Роскошью были убранство стола, посуда, столовое серебро, скатерть, салфетки, светильники со свечами, обстановка столовой. В Париже XVI в. существовало обыкновение снимать хорошие дома (или, того лучше, попадать в них при оплаченном соучастии сторожей) и принимать в них друзей, угощая блюдами, доставленными трактирщиком на дом. Иной раз временный хозяин внедрялся настолько, что настоящему собственнику дома приходилось его оттуда выставлять. Как писал в 1557 г. один посол, «в мое время монсионьора Сальвиати, папского нунция, трижды заставляли переезжать на протяжении двух месяцев»{602}.

Как существовали роскошные дома, так существовали и роскошные постоялые дворы. В Шалоне на Марне в 1580 г., записывает Монтень, «размещались мы в «Короне», где прекрасное жилье и где на стол подавали серебряную посуду»{603}.

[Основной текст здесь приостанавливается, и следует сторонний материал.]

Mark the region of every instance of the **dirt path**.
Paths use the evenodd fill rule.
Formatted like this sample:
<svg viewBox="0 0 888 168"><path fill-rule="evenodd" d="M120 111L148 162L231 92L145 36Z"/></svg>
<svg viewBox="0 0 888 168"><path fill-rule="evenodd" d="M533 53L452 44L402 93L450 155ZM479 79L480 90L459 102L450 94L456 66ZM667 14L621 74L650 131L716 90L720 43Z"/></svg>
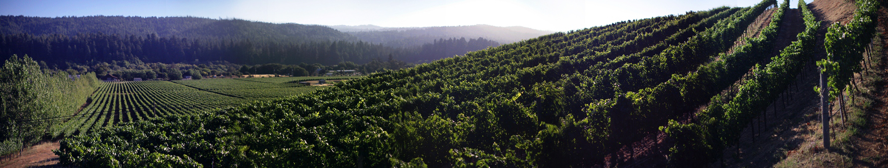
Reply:
<svg viewBox="0 0 888 168"><path fill-rule="evenodd" d="M63 167L58 164L59 156L52 153L52 150L58 148L58 141L31 147L22 152L20 156L0 163L0 168Z"/></svg>
<svg viewBox="0 0 888 168"><path fill-rule="evenodd" d="M763 12L756 19L756 21L747 27L746 33L742 36L738 37L738 40L734 43L734 47L745 44L741 40L743 38L758 36L761 30L771 23L771 16L776 11L776 8L772 8ZM796 35L804 31L804 21L797 9L787 11L780 26L780 34L777 36L777 41L775 41L773 45L773 50L777 51L773 52L773 54L776 55L779 53L779 50L789 46L792 41L795 41ZM687 116L683 118L686 118L689 121L691 117L691 116ZM606 163L606 164L615 164L616 167L664 167L668 162L666 155L668 155L669 148L673 143L673 140L669 139L662 132L651 133L642 140L632 143L631 147L624 147L617 152L616 155L619 155L619 158L621 159L618 163ZM605 160L609 160L609 158L610 156Z"/></svg>
<svg viewBox="0 0 888 168"><path fill-rule="evenodd" d="M818 0L808 6L814 12L817 19L822 21L821 28L818 32L818 51L814 59L821 60L826 56L822 50L826 28L833 22L847 23L856 7L853 4L843 0ZM883 16L880 17L880 20L886 20L884 15L888 12L885 9L882 9L882 12ZM888 24L882 25L879 29L884 33L885 28L888 28ZM883 42L876 44L888 44L885 38L886 36L883 36L881 38ZM888 56L884 52L876 54L873 57ZM804 72L807 77L797 81L800 84L798 88L802 89L783 94L780 100L768 108L768 114L774 114L773 110L776 108L776 115L765 117L767 122L763 120L753 122L752 125L744 131L740 148L734 147L725 151L725 156L723 159L725 160L726 167L888 167L885 158L885 156L888 156L886 60L888 60L881 59L880 63L873 62L880 65L875 68L877 70L870 69L870 72L875 73L868 74L869 76L866 77L860 75L855 77L858 81L857 85L861 86L861 90L865 92L859 96L866 99L857 98L856 103L849 101L848 109L864 108L867 106L863 101L871 100L870 108L866 109L866 113L860 117L854 117L866 120L865 126L860 126L860 130L857 130L852 121L847 124L841 122L838 107L831 111L834 114L834 122L831 125L834 149L830 152L822 152L822 142L820 139L820 102L818 99L812 99L819 95L811 89L817 85L818 74L809 64L807 67L809 68ZM751 140L752 130L764 130L757 132L755 142ZM855 132L858 133L854 134ZM843 137L846 140L839 140ZM711 166L722 167L720 163L713 164Z"/></svg>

Но поставим вопрос сам по себе: как накрыть стол, скажем, на «компанию в тридцать персон высокого положения, коих желаешь потрактовать роскошно»? Ответ дан в поваренной книге Никола де Боннефона, носящей неожиданное название «Деревенские наслаждения» («Les Délices de la campagne») и изданной в 1654 г. Ответ: расположить четырнадцать приборов с одной стороны, четырнадцать — с другой; и, так как стол имеет прямоугольную форму, поместить одну персону «на верхнем конце» и «одну или две — на нижнем». Приглашенные окажутся «на расстоянии ширины стула друг от друга». Требуется, «чтобы скатерть со всех сторон свисала до пола и чтобы в середине стола находились несколько солонок с зубцами и подставок, дабы можно было ставить переносные большие блюда». Трапеза будет состоять из восьми перемен, и последняя, восьмая, будет состоять, например, из «жидких или сухих» варений, «глазури» на тарелках, мускатных орехов, верденских драже, сахара, «пропитанного мускусом и амброй»… Метрдотель при шпаге будет отдавать приказания о смене тарелок «по меньшей мере при каждой перемене, а салфеток — через каждые две». Но тщательное это описание, уточняющее даже то, как будут «переменять» блюда на столе при каждой перемене, не говорит ничего о том, как разместить «прибор» для каждого сотрапезника. В ту эпоху последний наверняка включал тарелку, ложку и нож, менее уверенно можно говорить об индивидуальной вилке, и определенно перед участником трапезы не ставили ни стакана, ни бутылки. Правила благопристойности остаются неясными, поскольку автор рекомендовал в виде проявления изящных манер иметь глубокую тарелку для супа, с тем чтобы сотрапезники могли налить ее себе сразу «и не брать ложку за ложкой из супницы из-за отвращения, каковое они могут испытывать друг к другу».